Tuesday, December 25, 2007

Forget peace talks: S.Lanka militant-turned-minister

Holding talks with the Tamil Tigers' shadowy leader would be a blunder and there will be no peace unless he is killed, Sri Lankan militant-turned-minister Douglas Devananda has warned.

Social Services and Welfare Minister Devananda, a minority Tamil vehemently opposed to the Tigers, says he has escaped more than a dozen assassination attempts.

The last was on Nov. 28, when a female bomber officials say was sent by Tiger supremo Velupillai Prabhakaran made her way into his ministry in central Colombo.

Devananda was watching closed-circuit TV footage of visitors in the ministry's offices and hallways when the woman blew herself up, killing one of his aides.

"Prabhakaran ... is anti-human," Devananda told Sri Lanka's Foreign Correspondent's Association late on Thursday, after showing journalists a recording of the attack. "You have to compare (him) with Pol Pot or Hitler ... He has to die."

"As long as Prabhakaran is alive, he won't allow anyone to solve the problem (conflict) amicably," he added. "If the president goes again for talks, it's a blunder."

Prabhakaran is infamous for his use of suicide attackers as part of his campaign to create a separate state for Tamils in the island's north and east.

Devananda himself took up arms against the state with other militant groups in the late 1970s and 1980s. He remains at the top of the Tigers' hit list.

President Mahinda Rajapaksa says the door is open to peace talks with the rebels, but his government has also vowed to wipe out the Tigers military.

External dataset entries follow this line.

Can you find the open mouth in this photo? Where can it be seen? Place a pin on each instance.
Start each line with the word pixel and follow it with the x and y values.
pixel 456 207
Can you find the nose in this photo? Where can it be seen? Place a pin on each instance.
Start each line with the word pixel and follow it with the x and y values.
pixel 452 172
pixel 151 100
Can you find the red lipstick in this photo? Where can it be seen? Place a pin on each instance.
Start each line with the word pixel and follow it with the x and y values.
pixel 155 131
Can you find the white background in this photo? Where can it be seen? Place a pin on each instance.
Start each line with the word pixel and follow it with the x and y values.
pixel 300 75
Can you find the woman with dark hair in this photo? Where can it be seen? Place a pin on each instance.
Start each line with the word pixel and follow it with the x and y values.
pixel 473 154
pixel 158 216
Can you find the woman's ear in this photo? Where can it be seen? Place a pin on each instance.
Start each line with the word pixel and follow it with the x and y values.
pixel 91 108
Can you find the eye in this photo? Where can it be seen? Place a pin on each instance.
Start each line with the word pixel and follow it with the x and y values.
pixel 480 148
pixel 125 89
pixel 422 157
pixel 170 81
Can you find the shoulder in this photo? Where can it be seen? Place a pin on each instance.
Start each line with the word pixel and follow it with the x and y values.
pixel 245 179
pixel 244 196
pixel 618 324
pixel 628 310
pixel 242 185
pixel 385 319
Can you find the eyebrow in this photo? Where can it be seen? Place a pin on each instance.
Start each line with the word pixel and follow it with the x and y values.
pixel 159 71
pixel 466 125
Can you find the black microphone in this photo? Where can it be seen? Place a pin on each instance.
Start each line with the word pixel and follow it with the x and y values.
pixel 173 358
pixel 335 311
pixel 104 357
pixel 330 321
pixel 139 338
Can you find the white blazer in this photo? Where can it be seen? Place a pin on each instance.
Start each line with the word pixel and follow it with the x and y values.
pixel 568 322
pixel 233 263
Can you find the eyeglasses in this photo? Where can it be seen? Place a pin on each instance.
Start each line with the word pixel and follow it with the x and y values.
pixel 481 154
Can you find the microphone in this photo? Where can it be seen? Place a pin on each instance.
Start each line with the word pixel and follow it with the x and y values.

Thousands have died in renewed fighting since early last year after a 2002 ceasefire pact broke down. The last round of a series of abortive peace talk initiatives fell apart last year.

Since 1983, about 70,000 people have died in the two-decade civil war and many hundreds of thousands have been displaced.

FUTURE CHIEF MINISTER IN NORTHEAST?

Devananda heads the Eelam People's Democratic Party (EPDP) and analysts say he has close ties with a renegade former Tiger commander who analysts say helped the government drive the mainstream rebels from their eastern strongholds.

He wants to be the future chief minister for north and east Sri Lanka.

"I have the right to be the chief minister of the north and east," Devananda said.

He also wants the government and other political parties to decentralise power to provincial councils, rather than wait for divided parties to try to reach an elusive consensus on devolution.

"The Tamil people have grievances. They should be dealt with with a political package," he said.

Devananda, who adopted the alias Douglas because it was his karate teacher's name, laughs as he recalls a series of attempts on his life.

He was once forced to dive into the Palk Strait separating Sri Lanka from India in 1996 to escape a rebel attack and spent the whole night in the sea.

The minister, who founded the militant Eelam People's Revolutionary Front (EPRLF), which later morphed into his political party, has no regrets about his own violent past.

He says killings he was responsible for were in self-defence. He also jokes about his former militancy and rivalry with the Tigers in the 1980s, when they were both fighting the state -- and often each other.

"If the LTTE killed anyone from my organisation, I balanced that when I was in EPRLF," he laughed.

Ironically, it is precisely through agreeing to peace talks that Prabhakaran could torpedo his foe Devananda.

"If tomorrow Prabhakaran comes genuinely for negotiations, I will give up politics and go, because I don't want to be an obstacle," he said.

"But the reality is Prabhakaran won't come, and I won't go."